Page 21 of Twist My Heart

Page List
Font Size:

I tune it out. I'm already ahead of their warning by twenty minutes. In the distance, a flash of lightning illuminates the underbelly of the storm. I count automatically—one-one-thousand, two-one-thousand—reaching eight before the thunder rolls across the prairie about a mile and a half out.

Rain wraps around the horizon in shifting gray curtains while the wall cloud lowers another few hundred feet, slow rotation tightening beneath the mesocyclone. Wind tears across the field hard enough to rock the truck. Above the cab, Dad’s modified instruments chatter softly as pressure readings continue to fall.

This should have my full attention. Usually, it would.

I stand beside the truck with my phone in hand, radar app open as velocity signatures pulse red and green across the screen. The storm is cycling hard. The rotation is becoming more defined by the second.

And somehow, despite all of that, my stupid brain keeps drifting back to Jonah’s email. It’s infuriating.

I swipe back to radar again, trying to force myself into focus mode. Storm first. Everything else later. That’s always been the rule. But the email sits there in the back of my mind anyway.

I should reply. I will replay. After.

Because I am not the kind of person who stands in an open field under a rotating supercell composing emails to someone who has, apparently, managed to lodge himself somewhere between my prefrontal cortex and my better judgment after a single conversation. That is not who I am.

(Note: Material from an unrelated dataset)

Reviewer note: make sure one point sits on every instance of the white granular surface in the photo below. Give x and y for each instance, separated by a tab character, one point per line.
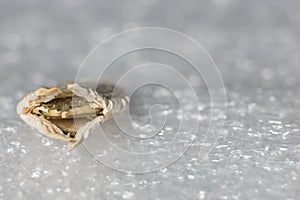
256	47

I've tracked debris signatures while changing a tire in quarter-sized hail. I've run on two hours of sleep through three states without blinking. The fact that he’s occupying this much space in my head is genuinely starting to piss me off.

Another gust drags my hair across my face. I look back down at the radar.

The velocity couplet snaps tight.

There it is. Rotation. Real rotation. I exhale slowly and let everything else go quiet.

My phone buzzes in my hand with an urgent alert—not the typical weather service warning, but my custom storm tracker app. My heart rate spikes as I read the notification.

CONFIRMED TORNADO ON GROUND. 8 MILES NE OF ENID. MOVING ESE AT 25MPH.

I shove the phone into my jacket pocket and reach for the camera mounted nearest the truck.

Focus, Brooks. Storm first. Professor later.

I grab my binoculars and scan the northeastern horizon. There—a dark vertical shadow against the charcoal sky. It's already a well-formed funnel, probably an EF-2 at least from the size, though it's hard to tell at this distance.

Decision time. I have maybe ten minutes before I need to commit. Stay put and let the system come to me, or relocate to intercept the tornado directly?

My current position is elevated with clear sightlines. The tornado's projected path will bring it within range in about fifteen minutes. But if I move now, I could get closer, and get better data.

The wind whips my hair across my face as I calculate rapidly. Moving means packing up equipment and losing continuous data collection. Staying means potentially missing the best documentation opportunity.

“What would you do, Dad?” I mutter, eyes fixed on that distant funnel.

Lightning flashes, illuminating the massive supercell structure. I make my decision. Snatching my phone, I hit the voice recording function.

“A tornado has already formed northeast of my position, moving east-southeast. Decision to relocate for better documentation.” I pause, watching another flash illuminate the funnel. “Rotation appears to be intensifying.”

I work quickly, collapsing tripods and securing equipment. My hands move almost independently of my thoughts, muscle memory taking over while my mind races through variables.

The first heavy raindrops become a steady downpour as I load the last camera into my truck. I'm soaked through in seconds, but I barely notice. The storm's roar grows louder, a deep rumbling punctuated by sharper cracks of thunder.

I slide behind the wheel, firing up the engine and checking the radar one more time. The tornado's path is steady. If I take County Road 18 north and then cut east, I should be able to pull up right alongside her.

I punch the coordinates into my GPS, though I don’t really need them. After years of chasing in these counties, the web of rural roads is mapped in my mind as clearly as the storm patterns themselves.

The wipers struggle against the intensifying rain as I pull onto the road. My truck's tires spray muddy water as I accelerate, eyes constantly shifting between the road ahead and the tornado visible through my passenger window. It's growing, feeding on the energy of the massive storm system that spawned it.

“Come on, come on,” I mutter, urging both my truck and the storm. Part of me—the reckless part Dad always tried to temper—wants to get closer than is strictly necessary for documentation. The scientist in me knows exactly how close is too close.

I take a sharp turn onto County Road 18, the truck fishtailing slightly on the rain-slick asphalt. My equipment slides in the back, secured but protesting the rough treatment. Through gaps in the curtain of rain, I can see the tornado has widened, its circulation intensifying as it chews across the landscape.